The break below 89 cents signaled another significant technical barrier, and investors will look next toward the $0.88 to $0.8850 range. Should the dollar break through this, traders could foresee a euro devaluation heading toward its record lows in the 82 cent range once again, according to

Reuters

.

The dollar continues to strengthen against the yen, as the pace of yen devaluation goes noticeably unchecked by the Japanese government. The dollar was most recently trading for 123.65 yen per dollar, setting new 22-month highs again, and up a bit from 123.37 yen at yesterday's close.

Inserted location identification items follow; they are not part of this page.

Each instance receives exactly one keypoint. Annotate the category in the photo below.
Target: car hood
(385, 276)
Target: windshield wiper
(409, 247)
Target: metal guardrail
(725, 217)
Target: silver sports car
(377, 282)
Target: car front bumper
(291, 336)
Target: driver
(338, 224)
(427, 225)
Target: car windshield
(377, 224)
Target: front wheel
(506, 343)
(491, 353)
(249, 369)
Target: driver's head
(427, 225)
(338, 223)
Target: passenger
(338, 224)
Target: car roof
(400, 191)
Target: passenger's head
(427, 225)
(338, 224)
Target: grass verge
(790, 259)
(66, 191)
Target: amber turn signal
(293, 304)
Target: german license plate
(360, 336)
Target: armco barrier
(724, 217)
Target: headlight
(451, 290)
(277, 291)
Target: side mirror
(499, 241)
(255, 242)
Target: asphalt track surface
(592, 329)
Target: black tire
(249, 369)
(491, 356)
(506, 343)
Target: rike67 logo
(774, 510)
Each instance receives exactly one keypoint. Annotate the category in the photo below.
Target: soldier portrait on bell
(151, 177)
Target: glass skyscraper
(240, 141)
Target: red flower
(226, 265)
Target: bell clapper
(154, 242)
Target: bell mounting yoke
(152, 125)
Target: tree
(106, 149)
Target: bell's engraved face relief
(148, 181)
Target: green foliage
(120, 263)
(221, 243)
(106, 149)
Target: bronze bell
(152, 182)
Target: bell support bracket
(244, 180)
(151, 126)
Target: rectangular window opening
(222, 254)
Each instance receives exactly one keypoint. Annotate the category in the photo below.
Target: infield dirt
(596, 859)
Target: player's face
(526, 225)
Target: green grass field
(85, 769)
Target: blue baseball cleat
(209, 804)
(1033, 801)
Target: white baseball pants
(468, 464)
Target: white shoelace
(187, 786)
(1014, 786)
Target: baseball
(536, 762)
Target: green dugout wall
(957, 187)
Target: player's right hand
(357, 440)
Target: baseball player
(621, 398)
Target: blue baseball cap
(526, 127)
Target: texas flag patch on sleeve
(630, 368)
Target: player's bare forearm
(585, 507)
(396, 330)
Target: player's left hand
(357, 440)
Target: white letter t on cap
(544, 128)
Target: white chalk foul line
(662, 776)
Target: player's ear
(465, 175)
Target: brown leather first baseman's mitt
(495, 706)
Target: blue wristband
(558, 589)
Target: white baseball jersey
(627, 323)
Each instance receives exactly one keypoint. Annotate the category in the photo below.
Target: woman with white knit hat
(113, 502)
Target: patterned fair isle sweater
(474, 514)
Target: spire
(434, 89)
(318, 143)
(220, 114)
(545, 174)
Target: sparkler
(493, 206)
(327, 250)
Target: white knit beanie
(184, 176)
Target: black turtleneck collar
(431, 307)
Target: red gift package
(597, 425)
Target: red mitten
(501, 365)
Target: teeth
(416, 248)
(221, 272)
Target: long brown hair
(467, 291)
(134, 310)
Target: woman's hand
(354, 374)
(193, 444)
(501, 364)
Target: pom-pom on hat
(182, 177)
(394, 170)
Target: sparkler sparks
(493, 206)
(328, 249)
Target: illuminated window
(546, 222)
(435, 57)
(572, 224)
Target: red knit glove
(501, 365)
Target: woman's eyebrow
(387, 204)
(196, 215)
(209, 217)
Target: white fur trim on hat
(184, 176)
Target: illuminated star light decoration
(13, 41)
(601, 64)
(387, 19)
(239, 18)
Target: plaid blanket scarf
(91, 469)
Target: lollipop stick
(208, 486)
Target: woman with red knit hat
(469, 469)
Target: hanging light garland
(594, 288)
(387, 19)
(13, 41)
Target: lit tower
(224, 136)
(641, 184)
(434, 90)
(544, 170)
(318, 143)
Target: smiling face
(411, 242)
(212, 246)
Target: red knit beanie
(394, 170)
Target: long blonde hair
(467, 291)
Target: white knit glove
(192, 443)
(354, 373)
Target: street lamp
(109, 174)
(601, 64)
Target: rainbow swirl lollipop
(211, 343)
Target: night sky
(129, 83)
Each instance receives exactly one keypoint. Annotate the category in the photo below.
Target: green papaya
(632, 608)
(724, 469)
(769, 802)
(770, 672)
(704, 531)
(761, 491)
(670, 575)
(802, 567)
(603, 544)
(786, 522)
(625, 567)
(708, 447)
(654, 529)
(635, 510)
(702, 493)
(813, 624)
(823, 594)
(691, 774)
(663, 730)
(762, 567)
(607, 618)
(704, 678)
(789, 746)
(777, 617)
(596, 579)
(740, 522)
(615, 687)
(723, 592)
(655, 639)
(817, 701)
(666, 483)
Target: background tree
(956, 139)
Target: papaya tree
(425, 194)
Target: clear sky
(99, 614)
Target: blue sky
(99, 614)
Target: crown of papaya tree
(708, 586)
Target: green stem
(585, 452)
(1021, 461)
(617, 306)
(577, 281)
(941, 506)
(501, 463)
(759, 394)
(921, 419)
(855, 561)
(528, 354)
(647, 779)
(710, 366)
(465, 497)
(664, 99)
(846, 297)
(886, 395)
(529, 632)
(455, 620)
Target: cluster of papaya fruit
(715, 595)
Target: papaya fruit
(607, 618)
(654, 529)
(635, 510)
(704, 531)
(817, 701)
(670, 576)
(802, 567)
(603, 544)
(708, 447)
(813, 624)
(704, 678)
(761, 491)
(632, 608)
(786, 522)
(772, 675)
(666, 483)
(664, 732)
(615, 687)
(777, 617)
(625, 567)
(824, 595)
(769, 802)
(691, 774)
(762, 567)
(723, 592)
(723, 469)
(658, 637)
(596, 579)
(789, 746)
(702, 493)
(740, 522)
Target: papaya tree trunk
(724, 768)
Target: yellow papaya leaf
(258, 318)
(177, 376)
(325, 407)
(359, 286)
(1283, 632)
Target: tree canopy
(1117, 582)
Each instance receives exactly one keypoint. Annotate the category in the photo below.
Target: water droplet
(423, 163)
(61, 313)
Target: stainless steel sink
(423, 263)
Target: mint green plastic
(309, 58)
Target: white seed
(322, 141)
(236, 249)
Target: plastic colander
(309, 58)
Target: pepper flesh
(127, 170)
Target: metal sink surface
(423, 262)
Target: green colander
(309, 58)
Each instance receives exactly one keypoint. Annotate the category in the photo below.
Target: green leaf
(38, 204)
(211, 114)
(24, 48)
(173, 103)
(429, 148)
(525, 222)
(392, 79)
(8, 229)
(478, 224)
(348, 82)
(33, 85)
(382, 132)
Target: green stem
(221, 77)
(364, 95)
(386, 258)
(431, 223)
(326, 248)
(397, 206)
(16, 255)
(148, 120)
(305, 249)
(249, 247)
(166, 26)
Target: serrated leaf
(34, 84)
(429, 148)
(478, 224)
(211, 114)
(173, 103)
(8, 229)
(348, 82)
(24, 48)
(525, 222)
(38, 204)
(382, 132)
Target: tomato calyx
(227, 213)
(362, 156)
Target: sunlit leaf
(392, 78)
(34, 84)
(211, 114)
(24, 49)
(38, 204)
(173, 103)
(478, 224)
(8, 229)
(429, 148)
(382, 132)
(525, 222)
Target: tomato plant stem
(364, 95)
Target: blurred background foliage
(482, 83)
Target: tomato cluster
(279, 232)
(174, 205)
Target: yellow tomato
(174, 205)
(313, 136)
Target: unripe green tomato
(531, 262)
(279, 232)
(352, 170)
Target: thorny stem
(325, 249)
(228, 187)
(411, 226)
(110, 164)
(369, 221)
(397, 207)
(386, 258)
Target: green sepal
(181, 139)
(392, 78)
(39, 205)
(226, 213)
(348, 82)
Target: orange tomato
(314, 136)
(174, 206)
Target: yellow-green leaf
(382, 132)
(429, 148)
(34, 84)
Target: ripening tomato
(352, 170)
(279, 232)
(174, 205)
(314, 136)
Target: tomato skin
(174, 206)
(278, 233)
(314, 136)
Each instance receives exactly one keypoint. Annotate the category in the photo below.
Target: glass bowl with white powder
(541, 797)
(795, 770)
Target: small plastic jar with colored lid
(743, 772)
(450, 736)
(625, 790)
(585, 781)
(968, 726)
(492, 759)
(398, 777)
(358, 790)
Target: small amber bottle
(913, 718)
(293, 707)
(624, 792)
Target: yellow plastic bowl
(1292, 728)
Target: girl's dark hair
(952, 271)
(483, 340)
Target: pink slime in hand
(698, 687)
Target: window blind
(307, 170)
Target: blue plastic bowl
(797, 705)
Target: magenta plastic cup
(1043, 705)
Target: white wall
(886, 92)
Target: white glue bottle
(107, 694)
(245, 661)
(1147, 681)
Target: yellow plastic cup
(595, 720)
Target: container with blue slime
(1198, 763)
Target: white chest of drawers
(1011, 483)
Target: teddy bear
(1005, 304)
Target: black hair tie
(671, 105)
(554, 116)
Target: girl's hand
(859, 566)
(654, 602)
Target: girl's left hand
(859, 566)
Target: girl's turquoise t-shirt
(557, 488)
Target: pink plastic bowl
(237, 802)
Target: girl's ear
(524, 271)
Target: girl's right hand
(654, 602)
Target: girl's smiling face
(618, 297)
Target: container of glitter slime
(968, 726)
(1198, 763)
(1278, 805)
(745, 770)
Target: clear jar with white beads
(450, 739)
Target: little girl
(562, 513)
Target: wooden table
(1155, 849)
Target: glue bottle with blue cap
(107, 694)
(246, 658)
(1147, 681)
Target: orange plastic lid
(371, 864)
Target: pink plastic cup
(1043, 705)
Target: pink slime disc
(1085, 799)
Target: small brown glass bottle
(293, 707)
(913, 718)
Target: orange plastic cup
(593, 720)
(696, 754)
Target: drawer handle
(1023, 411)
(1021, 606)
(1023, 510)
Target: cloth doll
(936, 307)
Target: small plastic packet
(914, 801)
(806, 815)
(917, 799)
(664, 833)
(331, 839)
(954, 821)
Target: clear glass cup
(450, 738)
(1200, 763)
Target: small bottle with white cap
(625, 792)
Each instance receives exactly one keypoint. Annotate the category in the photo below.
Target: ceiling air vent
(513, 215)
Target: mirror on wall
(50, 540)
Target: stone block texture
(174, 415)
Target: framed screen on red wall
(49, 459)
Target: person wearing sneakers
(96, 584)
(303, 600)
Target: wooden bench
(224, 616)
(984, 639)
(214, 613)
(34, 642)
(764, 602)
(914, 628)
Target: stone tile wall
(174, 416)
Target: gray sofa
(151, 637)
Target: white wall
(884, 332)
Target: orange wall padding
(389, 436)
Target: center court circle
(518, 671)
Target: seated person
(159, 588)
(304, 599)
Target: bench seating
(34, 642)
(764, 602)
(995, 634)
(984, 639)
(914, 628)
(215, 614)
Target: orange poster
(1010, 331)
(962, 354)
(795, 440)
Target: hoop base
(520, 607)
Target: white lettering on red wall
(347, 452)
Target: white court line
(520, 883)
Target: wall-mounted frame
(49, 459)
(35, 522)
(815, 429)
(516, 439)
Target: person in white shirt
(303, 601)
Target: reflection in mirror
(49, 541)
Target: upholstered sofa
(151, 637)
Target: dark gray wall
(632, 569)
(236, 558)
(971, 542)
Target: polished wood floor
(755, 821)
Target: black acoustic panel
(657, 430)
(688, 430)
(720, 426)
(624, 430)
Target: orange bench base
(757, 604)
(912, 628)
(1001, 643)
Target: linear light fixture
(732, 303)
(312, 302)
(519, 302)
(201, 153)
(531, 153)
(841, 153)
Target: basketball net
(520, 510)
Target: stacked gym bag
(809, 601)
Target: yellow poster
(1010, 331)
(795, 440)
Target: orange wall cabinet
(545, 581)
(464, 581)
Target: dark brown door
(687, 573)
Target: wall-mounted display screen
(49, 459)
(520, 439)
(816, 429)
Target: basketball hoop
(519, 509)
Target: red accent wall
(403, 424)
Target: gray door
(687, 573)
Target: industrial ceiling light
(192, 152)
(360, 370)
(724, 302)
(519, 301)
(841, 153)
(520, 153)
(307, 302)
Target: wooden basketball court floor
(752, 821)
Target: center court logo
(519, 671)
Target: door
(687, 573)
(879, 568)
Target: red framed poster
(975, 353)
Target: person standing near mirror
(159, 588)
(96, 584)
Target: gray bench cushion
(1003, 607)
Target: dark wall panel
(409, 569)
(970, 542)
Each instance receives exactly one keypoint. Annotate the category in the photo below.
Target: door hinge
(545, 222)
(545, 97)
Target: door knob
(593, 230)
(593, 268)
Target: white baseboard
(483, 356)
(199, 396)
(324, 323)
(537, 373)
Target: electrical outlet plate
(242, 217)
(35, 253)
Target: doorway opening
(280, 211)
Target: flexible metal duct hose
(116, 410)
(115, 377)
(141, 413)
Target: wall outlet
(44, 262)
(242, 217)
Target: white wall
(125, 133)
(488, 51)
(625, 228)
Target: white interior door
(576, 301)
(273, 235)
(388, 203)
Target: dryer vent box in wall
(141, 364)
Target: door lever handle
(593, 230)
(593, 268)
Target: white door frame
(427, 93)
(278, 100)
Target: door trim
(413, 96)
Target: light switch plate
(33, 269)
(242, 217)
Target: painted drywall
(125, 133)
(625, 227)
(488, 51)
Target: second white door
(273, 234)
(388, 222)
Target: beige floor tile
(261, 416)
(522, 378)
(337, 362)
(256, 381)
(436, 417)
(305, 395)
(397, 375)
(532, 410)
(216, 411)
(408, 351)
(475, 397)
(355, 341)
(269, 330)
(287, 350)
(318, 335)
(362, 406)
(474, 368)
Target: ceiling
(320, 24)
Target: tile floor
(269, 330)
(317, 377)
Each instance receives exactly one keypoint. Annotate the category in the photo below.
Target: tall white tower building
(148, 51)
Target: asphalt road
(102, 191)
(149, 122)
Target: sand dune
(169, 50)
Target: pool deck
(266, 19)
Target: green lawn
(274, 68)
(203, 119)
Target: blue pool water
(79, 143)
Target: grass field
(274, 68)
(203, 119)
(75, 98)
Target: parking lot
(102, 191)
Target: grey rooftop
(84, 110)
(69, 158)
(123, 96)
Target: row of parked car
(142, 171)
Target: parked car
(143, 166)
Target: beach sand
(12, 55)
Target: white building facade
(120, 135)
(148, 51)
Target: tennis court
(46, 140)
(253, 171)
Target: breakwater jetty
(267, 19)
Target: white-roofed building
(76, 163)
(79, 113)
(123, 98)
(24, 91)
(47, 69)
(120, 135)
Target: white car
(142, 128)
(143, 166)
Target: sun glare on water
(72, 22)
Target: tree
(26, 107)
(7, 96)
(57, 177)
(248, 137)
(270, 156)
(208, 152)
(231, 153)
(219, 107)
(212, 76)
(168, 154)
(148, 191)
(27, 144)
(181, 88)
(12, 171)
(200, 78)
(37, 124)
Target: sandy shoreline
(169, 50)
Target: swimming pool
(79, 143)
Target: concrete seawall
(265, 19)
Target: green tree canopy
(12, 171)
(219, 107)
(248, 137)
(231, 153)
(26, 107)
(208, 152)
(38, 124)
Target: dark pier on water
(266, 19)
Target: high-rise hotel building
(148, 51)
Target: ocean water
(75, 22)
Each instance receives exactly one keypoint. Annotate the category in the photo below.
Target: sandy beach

The euro/yen trade remains in a tight range again today, as the euro slips in value against the yen. The euro was most recently trading for 109.99 yen per euro, down from 110.42 at last close.

Australian Treasurer

Peter Costello

made public comments early today to the effect that the large devaluation of the Australian dollar does not reflect the country's current economic fundamentals. His comments were blatantly ignored as the Aussie currency fell further to new all-time lows against the U.S. dollar again today. The Aussie dollar was trading most recently for $0.4911, down from its last close of $0.4941.

The rest of dollar bloc continues to struggle against the U.S. counterpart, as the Canadian buck remains mired near two and a half year lows today. The U.S. dollar, though, was recently trading down slightly in value relative to yesterday's close against the Canadian currency, at C$1.5725. It closed trading yesterday at C$1.5748.

The British pound is down sharply against the dollar today, as it tags along with the euro down the slippery slopes. The pound was trading recently at $1.4200, well down from yesterday's close of $1.4302.